Quel est l’engagement politique d’Alain Souchon ? En 2008, il sortait une chanson dégueulasse pour salir Che Guevara

 

Asouchon guevaralain Souchon « donnera » un concert à la Fête de l’Huma 2010.

Il n’y a aucune raison qu’un chanteur assez populaire n’ait pas une place dans l’une des plus grandes fêtes populaires de France.

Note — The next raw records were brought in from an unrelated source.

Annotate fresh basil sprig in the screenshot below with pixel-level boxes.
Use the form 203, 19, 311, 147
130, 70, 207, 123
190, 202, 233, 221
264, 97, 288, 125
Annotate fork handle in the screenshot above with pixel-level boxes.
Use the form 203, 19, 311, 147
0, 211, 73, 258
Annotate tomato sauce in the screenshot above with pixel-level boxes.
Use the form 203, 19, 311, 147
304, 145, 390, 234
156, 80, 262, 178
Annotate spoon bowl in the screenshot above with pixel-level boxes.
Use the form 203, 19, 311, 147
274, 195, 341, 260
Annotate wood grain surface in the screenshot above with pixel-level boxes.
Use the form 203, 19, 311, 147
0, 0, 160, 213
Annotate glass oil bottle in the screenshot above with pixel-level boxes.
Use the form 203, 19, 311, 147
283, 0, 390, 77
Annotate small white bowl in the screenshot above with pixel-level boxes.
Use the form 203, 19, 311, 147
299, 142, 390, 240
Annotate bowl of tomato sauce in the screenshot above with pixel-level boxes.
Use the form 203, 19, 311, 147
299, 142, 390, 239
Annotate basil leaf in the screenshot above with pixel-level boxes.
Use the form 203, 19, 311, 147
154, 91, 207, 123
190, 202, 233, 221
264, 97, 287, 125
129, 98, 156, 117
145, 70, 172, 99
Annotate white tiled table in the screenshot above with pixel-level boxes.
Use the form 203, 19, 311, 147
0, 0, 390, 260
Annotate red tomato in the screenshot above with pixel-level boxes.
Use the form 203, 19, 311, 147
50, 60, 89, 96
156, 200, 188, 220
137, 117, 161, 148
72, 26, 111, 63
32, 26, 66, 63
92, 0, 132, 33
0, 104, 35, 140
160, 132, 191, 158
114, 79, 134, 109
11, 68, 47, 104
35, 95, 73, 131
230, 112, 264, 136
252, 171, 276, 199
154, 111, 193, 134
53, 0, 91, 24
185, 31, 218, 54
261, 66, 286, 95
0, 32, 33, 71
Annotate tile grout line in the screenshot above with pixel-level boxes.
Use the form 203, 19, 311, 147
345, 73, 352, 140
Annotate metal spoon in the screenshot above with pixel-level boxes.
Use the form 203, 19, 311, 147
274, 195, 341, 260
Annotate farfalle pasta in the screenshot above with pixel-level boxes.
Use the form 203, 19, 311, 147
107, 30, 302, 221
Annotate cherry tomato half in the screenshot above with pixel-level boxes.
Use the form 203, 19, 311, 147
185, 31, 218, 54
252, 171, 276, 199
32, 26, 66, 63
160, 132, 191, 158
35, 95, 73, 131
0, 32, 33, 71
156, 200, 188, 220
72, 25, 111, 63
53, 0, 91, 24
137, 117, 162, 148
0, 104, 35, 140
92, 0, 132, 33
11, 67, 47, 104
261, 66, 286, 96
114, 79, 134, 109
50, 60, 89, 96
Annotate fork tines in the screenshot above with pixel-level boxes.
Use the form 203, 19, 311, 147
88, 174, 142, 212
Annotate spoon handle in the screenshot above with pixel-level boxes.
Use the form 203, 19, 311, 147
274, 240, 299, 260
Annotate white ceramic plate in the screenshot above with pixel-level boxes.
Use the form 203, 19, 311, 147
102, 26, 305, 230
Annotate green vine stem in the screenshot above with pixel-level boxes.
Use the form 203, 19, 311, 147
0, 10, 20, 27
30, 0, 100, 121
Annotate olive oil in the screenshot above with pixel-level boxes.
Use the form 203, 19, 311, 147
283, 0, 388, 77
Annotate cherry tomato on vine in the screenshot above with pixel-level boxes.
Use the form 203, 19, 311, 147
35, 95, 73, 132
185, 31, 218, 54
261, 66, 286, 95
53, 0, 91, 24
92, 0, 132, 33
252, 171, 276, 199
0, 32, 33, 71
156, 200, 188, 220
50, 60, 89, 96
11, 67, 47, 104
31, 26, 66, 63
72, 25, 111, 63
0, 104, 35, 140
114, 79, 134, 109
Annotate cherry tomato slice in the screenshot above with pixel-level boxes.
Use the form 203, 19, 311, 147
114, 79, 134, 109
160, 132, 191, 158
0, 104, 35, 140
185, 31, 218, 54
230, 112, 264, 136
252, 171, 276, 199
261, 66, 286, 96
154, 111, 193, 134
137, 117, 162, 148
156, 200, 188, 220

Mais ce n’est pas une raison pour mettre en avant ses idées politiques. Souchon, il vaudrait mieux lui demander de chanter que de parler politique ! 

 

 Alain Souchon est malheureusement interviewé sur 4 pages dans l’Humanité Dimanche daté du 19 août.

 

Questions et réponses sont policées pour les lecteurs de notre hebdo.

 

Le journaliste tend la perche à Souchon en mettant en avant le titre de sa chanson « soif d’idéal ». Il valorise son dernier album « engagé ».

 

Souchon ne crache pas dans la soupe. Gentiment, il répond que « le communisme véhicule un espoir, celui de mettre les choses en commun ». Pour ajouter aussitôt une autre gentillesse moins sympathique si l’on y réfléchit mais tellement banale: « il y a quelque chose de joli, de tendre qui fait penser aux années 50 ».

 

Difficile de trouver plus politiquement correct que Souchon ! Il veut « réguler le monde de l’argent » mais quand même il ne faut pas « affirmer que ceux qui paient beaucoup d’impôts sont des privilégiés ».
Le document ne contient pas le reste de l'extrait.